Est-il facile de voir ce que les donateurs financent et ce que font à but non lucratif avec leur argent?

Cette situation laisse la question de savoir si le public a le droit de savoir qui finance l’activité d’un organisme à but non lucratif.

Suivre l’argent peut être frustrant. La loi fédérale est quelque peu contradictoire dans la mesure où elle ira pour appliquer des idéaux démocratiques d’ouverture et de transparence à l’activité à but non lucratif. Un exemple clé est la protection de longue date de la vie privée des donateurs en droit américain, un principe que les conservateurs favorisent généralement.

Les tribunaux ont établi que la création d’un cadeau de bienfaisance est une activité de liberté d’expression protégée qui donne droit à certains droits de la vie privée. En fait, la plus récente décision de la Cour suprême des États-Unis liée aux dons de bienfaisance, transmise en 2021, a confirmé le droit d’un organisme à but non lucratif conservateur de dépouiller les noms des donateurs des documents de déclaration.

Ce droit de confidentialité s’étend aux fondations: ils peuvent décider de divulguer les noms de leurs bénéficiaires de subventions. Pourtant, toutes les organisations à but non lucratif, à l’exception des églises, doivent faire quelques divulgations concernant leurs finances sur un formulaire obligatoire déposé chaque année.
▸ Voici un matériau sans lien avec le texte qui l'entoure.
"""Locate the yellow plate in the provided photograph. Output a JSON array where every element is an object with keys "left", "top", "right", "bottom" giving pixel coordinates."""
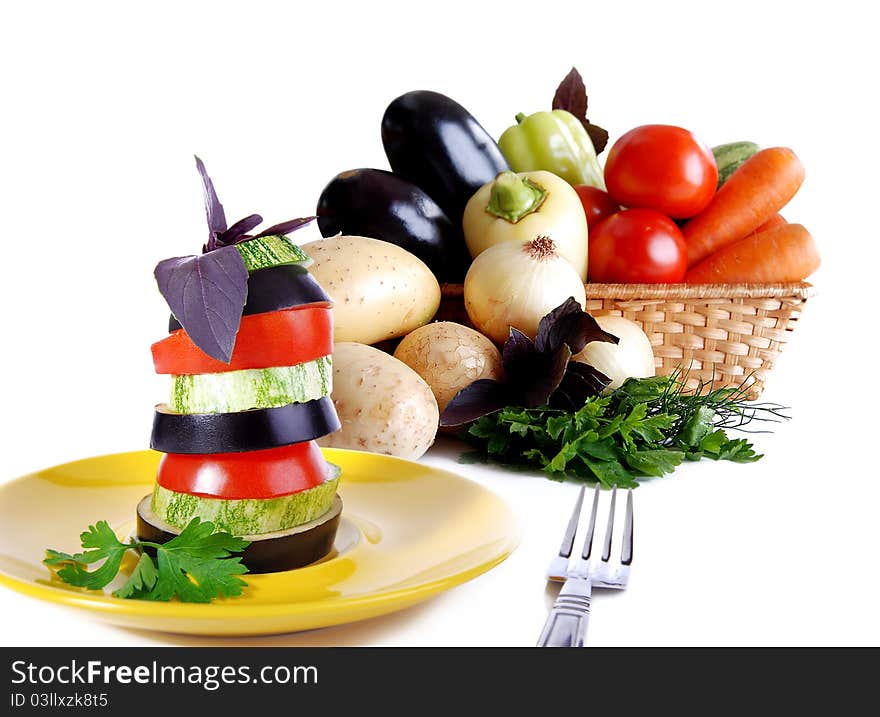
[{"left": 0, "top": 449, "right": 517, "bottom": 635}]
À l’avenir, les organisations qui défendent le secteur caritatif dans son ensemble, comme le Conseil national des organisations à but non lucratif, suivent de près les efforts de l’administration Trump. Leur rôle est de rappeler au public que les organisations à but non lucratif du côté droit et gauche du spectre politique ont de forts droits de plaidoyer qui ne disparaissent pas lorsque de mauvaises choses se produisent.